壊れる少し手前の永遠

好きなバンドについて書いていこうと思います。

the chewinggum weekend そして the MADRAS 鳴り止まない音楽たちへ(1)

私が高校生だったころの夢の中に、the chewinggum weekendというバンドの「Killing Pop」というアルバムを購入する、という項目がありました。

the chewinggum weekend。
初めて聞いた時から今まで、ずっと恋焦がれているバンドです。
そのボーカルである橋本孝志さんは現在the MADRASというバンドで活動されています。
先月、私は遂にthe MADRASのライブに行き、橋本さんの歌声を生で聞くことが出来ました。
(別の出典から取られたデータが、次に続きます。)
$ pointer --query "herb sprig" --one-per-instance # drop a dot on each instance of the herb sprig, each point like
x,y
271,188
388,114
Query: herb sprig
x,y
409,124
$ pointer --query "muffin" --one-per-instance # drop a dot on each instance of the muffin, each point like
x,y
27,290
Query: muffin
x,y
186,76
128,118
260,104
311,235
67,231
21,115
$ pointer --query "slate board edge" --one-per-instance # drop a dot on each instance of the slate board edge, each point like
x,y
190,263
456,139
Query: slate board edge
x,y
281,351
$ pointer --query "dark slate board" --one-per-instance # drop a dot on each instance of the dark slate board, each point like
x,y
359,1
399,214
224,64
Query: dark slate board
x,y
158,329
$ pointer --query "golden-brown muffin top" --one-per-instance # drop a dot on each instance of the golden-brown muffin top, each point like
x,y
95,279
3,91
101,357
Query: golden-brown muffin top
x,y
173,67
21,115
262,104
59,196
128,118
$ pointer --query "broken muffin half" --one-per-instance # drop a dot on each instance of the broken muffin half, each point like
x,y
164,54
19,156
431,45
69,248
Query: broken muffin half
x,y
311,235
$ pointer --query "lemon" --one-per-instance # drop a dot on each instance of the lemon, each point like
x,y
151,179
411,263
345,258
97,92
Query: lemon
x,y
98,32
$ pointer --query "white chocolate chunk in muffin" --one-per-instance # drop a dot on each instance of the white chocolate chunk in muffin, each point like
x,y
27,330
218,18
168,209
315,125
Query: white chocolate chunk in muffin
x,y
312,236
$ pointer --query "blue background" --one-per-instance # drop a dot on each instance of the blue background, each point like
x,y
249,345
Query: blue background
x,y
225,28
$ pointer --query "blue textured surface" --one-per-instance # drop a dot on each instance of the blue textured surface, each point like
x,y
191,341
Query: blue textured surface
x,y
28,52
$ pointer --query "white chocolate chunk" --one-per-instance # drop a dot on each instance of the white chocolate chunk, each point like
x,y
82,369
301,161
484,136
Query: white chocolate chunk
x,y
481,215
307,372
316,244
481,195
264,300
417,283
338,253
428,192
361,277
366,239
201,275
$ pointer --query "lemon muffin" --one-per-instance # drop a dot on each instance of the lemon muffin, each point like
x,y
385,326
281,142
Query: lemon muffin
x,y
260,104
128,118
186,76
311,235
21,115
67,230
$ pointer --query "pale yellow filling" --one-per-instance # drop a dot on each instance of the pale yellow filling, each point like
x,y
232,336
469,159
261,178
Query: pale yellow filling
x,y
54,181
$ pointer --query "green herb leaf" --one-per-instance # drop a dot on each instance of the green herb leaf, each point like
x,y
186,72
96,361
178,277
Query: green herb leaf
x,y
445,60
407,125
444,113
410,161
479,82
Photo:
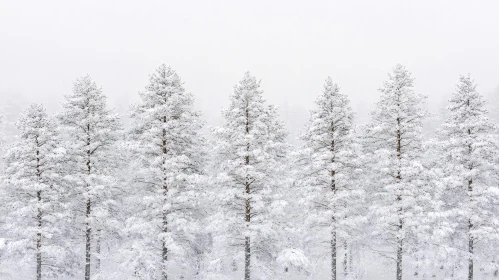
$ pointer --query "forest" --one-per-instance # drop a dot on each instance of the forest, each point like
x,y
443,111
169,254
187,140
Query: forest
x,y
164,197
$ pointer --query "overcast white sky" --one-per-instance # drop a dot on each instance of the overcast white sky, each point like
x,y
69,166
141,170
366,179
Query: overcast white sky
x,y
292,46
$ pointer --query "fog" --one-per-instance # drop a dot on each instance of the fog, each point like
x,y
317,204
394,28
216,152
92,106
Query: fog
x,y
292,46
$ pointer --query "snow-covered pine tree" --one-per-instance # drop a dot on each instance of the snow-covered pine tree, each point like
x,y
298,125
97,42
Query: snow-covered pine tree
x,y
329,165
166,141
469,152
394,137
250,154
37,217
93,131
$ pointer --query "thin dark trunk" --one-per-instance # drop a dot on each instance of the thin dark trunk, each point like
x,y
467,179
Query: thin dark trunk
x,y
333,220
333,234
345,259
470,242
350,258
247,241
165,249
400,241
39,240
38,217
98,245
88,231
164,252
399,256
88,240
333,252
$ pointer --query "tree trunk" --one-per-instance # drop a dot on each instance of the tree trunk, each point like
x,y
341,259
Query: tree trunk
x,y
88,240
164,253
165,249
399,257
333,252
470,250
345,259
98,245
38,217
39,240
350,259
470,223
247,240
88,231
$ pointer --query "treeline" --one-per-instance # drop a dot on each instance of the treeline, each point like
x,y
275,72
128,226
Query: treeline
x,y
83,197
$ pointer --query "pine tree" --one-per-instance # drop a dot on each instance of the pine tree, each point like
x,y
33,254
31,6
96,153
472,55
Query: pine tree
x,y
93,131
166,141
37,216
469,152
394,137
329,168
250,152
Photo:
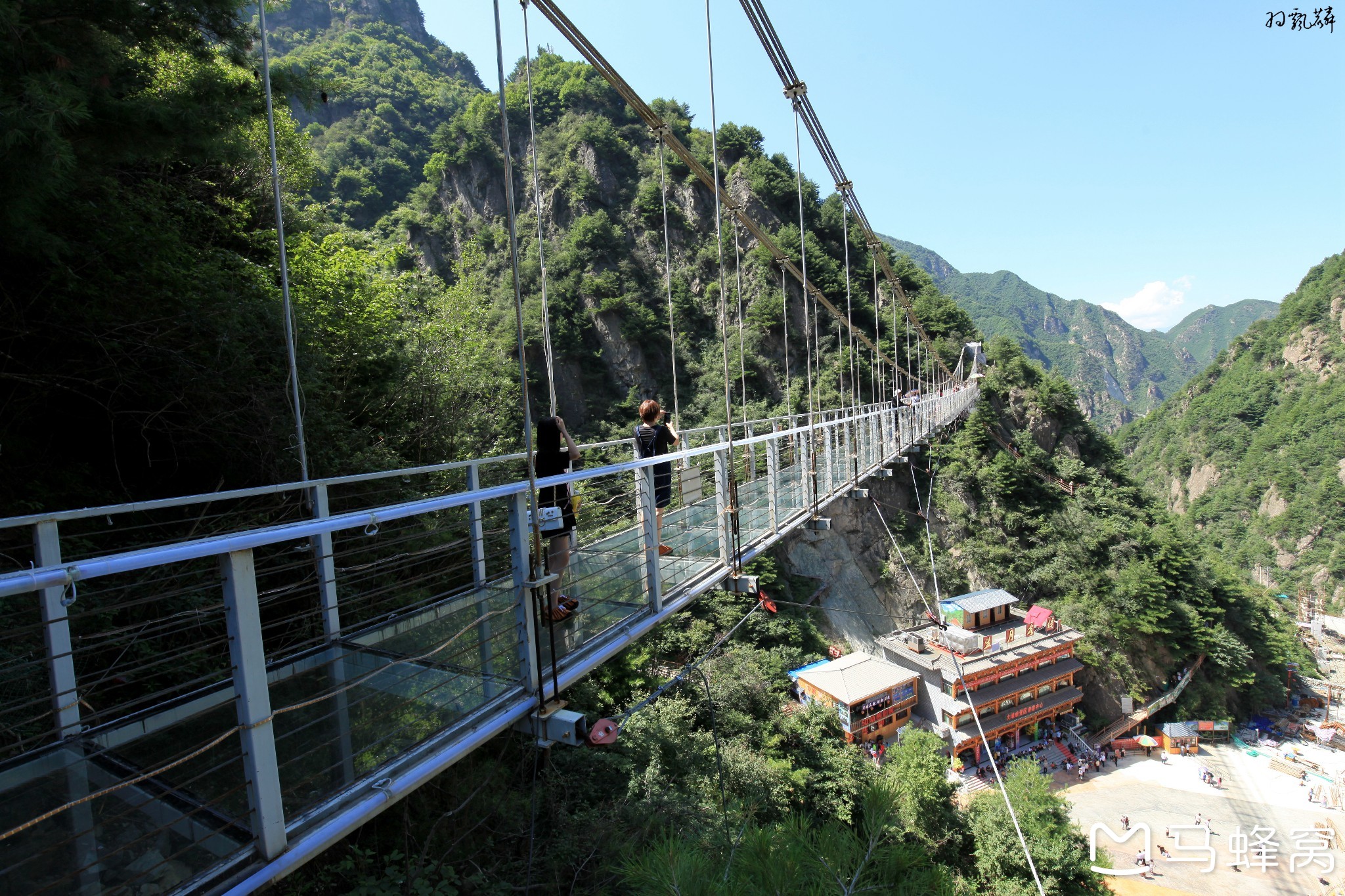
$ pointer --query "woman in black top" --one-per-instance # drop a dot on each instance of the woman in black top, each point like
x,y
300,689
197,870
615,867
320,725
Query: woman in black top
x,y
552,461
651,440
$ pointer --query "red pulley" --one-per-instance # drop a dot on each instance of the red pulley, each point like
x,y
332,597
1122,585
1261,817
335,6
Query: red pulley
x,y
603,733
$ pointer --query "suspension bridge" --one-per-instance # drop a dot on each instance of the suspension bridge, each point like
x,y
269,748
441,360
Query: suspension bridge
x,y
202,694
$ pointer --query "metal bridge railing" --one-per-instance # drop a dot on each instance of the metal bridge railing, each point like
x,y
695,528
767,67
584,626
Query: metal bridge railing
x,y
192,706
キラキラと輝き、しかし今にも崩れ落ちそうな轟音のギターの向こうから聞こえてくる、橋本さんの甘い歌声で紡がれる切なさとポップさが入り混じった歪で美しい詩。
エレキング」という曲を聞いた時、「これは僕のバンドだ、聞きたかったのはこれだ」と強く感じたことを覚えています。

出会いのきっかけはおそらくthe pillows
当時のサポートベースだった淳さんの元在籍バンド、ということで名前を知ったのだと思います。
バンドは2001年にすでに解散しておりネットにもあまり情報は無く、分かったのはアルバムを2枚しか出しておらず、その2ndアルバム「Killing Pop」はプレミアがついており高校生には手の出しづらい値段であることくらいでした。
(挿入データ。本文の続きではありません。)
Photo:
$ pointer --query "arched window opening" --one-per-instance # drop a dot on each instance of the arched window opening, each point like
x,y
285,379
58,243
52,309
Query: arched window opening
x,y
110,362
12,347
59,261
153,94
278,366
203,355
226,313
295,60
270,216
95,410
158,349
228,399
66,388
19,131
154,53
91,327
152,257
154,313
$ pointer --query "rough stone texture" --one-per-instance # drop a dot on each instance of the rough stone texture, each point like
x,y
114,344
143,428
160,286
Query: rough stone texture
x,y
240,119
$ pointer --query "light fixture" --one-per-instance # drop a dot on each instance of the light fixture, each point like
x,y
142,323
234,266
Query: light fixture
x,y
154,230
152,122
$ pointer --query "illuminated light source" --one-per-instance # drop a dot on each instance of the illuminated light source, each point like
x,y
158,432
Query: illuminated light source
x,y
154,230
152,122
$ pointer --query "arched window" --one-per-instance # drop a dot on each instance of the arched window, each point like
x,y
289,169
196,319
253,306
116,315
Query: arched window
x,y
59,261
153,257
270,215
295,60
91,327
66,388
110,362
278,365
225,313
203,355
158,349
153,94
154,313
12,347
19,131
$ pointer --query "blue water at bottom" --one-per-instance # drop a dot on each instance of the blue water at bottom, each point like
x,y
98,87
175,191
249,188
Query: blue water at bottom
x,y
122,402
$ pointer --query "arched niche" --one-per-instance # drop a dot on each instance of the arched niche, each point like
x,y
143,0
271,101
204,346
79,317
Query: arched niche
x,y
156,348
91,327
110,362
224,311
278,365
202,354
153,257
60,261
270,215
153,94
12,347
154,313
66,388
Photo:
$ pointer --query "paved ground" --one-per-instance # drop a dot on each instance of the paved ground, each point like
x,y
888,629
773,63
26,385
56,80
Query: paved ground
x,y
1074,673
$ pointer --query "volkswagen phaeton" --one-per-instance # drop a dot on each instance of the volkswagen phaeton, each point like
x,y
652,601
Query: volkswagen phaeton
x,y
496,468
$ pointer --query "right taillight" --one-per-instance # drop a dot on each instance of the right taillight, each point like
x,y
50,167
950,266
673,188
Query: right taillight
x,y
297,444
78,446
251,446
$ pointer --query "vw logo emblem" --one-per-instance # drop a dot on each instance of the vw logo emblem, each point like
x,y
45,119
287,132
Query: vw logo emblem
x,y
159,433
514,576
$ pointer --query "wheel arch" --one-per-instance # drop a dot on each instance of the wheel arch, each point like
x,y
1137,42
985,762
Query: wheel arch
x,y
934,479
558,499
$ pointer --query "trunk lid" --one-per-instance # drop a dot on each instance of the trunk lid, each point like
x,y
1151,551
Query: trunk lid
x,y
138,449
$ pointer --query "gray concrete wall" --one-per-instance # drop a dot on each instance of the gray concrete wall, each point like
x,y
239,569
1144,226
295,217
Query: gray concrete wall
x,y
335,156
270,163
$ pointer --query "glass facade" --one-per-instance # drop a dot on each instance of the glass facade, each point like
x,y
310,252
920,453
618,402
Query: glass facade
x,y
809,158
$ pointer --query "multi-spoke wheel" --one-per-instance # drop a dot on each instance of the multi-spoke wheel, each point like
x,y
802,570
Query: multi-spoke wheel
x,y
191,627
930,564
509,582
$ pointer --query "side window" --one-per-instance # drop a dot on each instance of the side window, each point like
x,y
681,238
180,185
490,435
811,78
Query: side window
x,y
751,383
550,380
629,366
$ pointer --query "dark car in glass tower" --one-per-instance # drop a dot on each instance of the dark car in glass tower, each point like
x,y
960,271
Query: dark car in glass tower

曲はニコニコ動画で聞くことができました(立派な違法視聴で申し訳ないですが)。
記憶がものすごくあやふやなのですが、大昔のニコニコ動画って会員登録にお金が必要だった気がします。
syrup16gの密録音源のサムネを眺めながら、聞きたいけど家族共用のパソコンで得体のしれないサイトに登録するのはなあ、と逡巡していました。
それが無料で登録できるようになり、こっそり登録し、そこでsyrup16gart-schoolを貪るように聞く中で、ついにthe chewinggum weekendの音源に出会いました。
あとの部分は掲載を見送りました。